The press earns an F The limb of the body politic that seems to recoil completely from national security is the mainstream press. To measure the depth of their commentary, let's take a look at some representative topics of some recent op-ed pieces from Washington Post columnists:
"Maliki Votes For Obama"
"Bush's War Triple Play"
"How Hostages, And Nations, Get Liberated"
"Russia's Power Play"
"The Troop Funding Trap"
Forget Kennan's long telegram. These topics are more tactical than the average Walter Lippmann column. At a time when we should be talking about US grand strategy, and the lower level strategies that flow from it, the press seems incapable of doing more than responding to today's events.
Every candidate says that big issues are at stake in every election, but in 2008, these claims have the virtue of being true. Putting the threat of terrorism into better perspective requires a much different discussion than, say, how much money should go to SOCOM in the next budget. Reviving our nation's indolent non-proliferation efforts starts with a discussion of what sort of threats biological, chemical, and nuclear technologies pose if not constrained. Building a missile defense is a second-order question.
The people who have nothing to do with their time but raise important questions instead prefer to talk about, at best, derivative questions like, "So, when are we leaving Iraq?" At worst, newspeople and the commentariat waste valuable time talking about about trivia. The real core questions, around which there is still no national consensus, receive practically no attention at all.
The grand strategy debate that isn't Here are some examples of what real grand strategy questions look like. Feel free to throw in any you'd like to hear discussed this election season:
How worried should we be about future 9/11-like attacks?
To what extent does US foreign policy depend on hard power? Soft power? (I like the term "leverage" a lot better, but you get the point.
To what extent does US national security depend on alliances?
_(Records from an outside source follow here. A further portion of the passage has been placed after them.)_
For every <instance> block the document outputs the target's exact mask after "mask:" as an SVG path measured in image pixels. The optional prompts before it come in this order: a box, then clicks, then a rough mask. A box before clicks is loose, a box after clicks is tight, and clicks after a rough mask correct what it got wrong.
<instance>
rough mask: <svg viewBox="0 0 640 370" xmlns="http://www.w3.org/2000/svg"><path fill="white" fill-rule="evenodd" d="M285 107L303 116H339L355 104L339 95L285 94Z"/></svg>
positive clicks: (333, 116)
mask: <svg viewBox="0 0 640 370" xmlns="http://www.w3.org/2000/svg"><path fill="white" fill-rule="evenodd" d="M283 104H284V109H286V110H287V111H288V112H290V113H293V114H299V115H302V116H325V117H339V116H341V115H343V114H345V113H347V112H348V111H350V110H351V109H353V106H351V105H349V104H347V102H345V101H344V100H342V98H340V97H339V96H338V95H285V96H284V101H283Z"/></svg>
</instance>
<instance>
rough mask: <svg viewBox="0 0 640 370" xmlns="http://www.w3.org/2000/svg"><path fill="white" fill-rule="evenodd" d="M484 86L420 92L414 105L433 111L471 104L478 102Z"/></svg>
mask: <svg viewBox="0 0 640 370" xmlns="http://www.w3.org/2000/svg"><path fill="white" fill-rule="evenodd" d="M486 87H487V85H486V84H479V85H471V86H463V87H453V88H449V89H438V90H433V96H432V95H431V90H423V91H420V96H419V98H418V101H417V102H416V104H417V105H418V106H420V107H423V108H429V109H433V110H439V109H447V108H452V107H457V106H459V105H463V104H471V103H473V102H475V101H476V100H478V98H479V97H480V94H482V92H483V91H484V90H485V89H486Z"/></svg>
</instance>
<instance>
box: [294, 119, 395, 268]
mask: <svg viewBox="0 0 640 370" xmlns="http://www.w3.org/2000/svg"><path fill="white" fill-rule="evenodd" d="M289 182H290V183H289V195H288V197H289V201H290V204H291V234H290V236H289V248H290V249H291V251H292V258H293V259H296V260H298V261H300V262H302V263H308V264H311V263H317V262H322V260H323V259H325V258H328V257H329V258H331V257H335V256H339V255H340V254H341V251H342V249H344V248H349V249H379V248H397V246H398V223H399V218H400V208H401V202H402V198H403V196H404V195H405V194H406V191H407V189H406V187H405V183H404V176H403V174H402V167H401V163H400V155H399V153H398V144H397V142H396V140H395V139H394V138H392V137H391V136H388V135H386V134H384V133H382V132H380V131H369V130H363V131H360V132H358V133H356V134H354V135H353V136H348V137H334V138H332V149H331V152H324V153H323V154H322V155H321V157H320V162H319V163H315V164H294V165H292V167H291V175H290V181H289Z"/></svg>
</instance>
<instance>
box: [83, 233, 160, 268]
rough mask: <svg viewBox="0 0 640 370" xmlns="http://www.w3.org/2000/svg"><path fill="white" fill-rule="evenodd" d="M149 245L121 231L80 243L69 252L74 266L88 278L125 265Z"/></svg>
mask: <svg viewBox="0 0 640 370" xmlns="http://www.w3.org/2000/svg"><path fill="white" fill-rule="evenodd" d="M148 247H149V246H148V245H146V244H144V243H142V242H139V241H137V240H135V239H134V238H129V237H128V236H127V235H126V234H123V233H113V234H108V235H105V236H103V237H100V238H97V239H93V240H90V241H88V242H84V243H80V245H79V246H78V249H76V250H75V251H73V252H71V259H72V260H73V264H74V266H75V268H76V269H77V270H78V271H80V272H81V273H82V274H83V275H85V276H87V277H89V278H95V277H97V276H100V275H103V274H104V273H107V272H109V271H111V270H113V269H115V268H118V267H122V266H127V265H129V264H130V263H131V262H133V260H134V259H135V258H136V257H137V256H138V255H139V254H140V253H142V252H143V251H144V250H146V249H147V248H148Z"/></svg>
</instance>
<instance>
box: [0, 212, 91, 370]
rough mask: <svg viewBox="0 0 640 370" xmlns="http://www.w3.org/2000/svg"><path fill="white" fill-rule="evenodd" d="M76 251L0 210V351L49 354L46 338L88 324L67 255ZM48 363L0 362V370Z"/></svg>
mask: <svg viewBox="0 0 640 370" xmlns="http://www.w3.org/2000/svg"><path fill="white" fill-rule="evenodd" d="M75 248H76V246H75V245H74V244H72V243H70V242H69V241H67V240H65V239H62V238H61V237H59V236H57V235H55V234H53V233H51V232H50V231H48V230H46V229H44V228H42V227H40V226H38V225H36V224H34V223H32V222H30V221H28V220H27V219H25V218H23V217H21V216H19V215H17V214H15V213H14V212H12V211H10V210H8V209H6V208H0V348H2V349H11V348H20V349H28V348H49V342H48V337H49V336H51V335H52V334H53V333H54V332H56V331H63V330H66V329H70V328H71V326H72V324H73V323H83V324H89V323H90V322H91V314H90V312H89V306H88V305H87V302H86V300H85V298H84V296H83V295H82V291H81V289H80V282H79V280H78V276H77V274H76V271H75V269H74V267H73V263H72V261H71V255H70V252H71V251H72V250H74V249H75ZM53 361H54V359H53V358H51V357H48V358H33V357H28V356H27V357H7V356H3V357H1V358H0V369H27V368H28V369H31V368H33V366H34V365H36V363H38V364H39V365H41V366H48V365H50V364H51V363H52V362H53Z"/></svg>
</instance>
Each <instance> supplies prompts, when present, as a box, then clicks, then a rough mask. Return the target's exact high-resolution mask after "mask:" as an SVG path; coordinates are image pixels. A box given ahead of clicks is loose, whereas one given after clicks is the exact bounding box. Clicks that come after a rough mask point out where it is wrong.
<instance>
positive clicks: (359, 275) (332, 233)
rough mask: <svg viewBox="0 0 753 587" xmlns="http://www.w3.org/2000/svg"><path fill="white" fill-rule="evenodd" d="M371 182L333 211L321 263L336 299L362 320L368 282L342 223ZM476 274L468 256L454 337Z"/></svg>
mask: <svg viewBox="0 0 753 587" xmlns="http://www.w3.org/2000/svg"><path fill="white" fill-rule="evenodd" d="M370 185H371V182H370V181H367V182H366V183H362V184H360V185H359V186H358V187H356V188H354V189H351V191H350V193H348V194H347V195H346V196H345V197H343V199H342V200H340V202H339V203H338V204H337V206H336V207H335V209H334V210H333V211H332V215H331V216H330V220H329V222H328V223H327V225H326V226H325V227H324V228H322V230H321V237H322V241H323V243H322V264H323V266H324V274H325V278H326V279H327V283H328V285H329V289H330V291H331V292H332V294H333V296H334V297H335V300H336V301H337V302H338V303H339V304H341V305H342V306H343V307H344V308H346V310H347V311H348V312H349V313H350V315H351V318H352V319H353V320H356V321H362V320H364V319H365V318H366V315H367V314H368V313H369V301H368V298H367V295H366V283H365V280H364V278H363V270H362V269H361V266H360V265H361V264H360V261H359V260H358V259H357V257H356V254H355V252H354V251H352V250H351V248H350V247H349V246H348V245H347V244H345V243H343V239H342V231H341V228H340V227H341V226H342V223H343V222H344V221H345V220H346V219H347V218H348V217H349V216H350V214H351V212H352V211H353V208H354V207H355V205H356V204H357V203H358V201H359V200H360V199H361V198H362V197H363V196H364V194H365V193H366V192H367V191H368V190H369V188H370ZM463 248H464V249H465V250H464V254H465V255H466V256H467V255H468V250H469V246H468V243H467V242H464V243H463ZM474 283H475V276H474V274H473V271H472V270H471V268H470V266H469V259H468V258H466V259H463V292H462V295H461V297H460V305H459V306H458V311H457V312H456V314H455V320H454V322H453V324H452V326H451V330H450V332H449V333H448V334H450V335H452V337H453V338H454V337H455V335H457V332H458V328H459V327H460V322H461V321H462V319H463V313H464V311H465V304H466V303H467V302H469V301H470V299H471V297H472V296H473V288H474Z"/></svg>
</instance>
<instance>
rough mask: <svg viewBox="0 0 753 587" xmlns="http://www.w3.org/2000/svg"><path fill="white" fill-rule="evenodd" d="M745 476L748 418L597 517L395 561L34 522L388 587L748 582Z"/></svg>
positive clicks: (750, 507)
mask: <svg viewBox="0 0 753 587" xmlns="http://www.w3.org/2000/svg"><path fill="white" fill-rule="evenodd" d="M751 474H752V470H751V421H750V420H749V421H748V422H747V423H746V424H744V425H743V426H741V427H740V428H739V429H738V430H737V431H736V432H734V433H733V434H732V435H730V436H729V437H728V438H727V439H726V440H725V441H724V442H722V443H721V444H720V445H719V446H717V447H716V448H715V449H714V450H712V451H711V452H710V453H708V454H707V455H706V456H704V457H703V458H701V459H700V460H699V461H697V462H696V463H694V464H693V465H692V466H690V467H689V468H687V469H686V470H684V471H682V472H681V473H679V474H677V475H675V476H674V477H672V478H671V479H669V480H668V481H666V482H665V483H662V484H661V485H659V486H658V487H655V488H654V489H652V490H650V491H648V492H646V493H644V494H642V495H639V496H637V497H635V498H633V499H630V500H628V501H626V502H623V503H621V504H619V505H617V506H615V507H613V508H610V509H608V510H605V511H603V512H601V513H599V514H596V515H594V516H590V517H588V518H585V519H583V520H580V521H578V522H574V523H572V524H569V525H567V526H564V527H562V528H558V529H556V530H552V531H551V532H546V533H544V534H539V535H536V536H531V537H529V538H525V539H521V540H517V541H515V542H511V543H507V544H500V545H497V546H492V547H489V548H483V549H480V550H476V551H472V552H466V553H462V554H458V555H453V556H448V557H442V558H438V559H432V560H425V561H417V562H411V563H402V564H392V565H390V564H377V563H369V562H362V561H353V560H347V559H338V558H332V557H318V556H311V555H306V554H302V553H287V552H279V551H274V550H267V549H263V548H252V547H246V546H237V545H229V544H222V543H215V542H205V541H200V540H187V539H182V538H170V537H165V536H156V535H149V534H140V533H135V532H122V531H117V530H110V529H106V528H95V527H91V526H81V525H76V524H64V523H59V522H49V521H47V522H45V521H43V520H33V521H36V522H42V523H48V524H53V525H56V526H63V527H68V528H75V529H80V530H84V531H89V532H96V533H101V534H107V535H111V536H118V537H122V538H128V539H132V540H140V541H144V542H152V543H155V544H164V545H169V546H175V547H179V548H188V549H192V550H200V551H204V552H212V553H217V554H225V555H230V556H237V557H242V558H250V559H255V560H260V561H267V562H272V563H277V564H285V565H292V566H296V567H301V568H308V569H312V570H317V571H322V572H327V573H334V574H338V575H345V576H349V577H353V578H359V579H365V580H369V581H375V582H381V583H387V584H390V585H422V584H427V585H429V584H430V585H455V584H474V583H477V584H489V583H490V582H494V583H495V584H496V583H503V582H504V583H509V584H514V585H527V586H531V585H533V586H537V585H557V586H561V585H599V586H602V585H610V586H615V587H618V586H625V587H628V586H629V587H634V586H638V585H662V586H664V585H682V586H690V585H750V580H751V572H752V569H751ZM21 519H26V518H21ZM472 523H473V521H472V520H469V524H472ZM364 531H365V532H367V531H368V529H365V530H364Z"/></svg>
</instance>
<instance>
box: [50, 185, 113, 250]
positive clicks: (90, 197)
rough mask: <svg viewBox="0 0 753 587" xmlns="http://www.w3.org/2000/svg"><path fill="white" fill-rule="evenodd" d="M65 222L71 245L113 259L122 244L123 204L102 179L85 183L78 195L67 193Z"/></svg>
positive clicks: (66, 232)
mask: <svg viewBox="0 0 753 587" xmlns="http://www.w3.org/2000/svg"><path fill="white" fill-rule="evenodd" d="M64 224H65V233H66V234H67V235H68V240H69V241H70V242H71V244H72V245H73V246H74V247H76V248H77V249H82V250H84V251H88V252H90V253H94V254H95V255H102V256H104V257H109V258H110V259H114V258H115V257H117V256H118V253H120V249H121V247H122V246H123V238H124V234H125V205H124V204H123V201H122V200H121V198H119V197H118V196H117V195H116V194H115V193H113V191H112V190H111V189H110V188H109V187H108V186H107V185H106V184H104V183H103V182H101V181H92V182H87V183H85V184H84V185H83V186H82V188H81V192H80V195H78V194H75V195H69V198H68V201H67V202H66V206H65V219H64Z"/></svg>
Should we tailor our national security policies to fit within prescribed budgetary limits, or are we willing to sacrifice more national wealth to address these concerns?
And so on. Maybe the highly-paid people in the press don't know what grand strategy is. After all, they're less concerned about the significance of Iraq than whether we win the war (or leave it). That attitude, the static-filled hiss of lesser issues, makes it hard to discern what all the noise about terrorism, Iraq, or Iran are all about. It also drowns out lots of other issues that need to be aired in a presidential election year.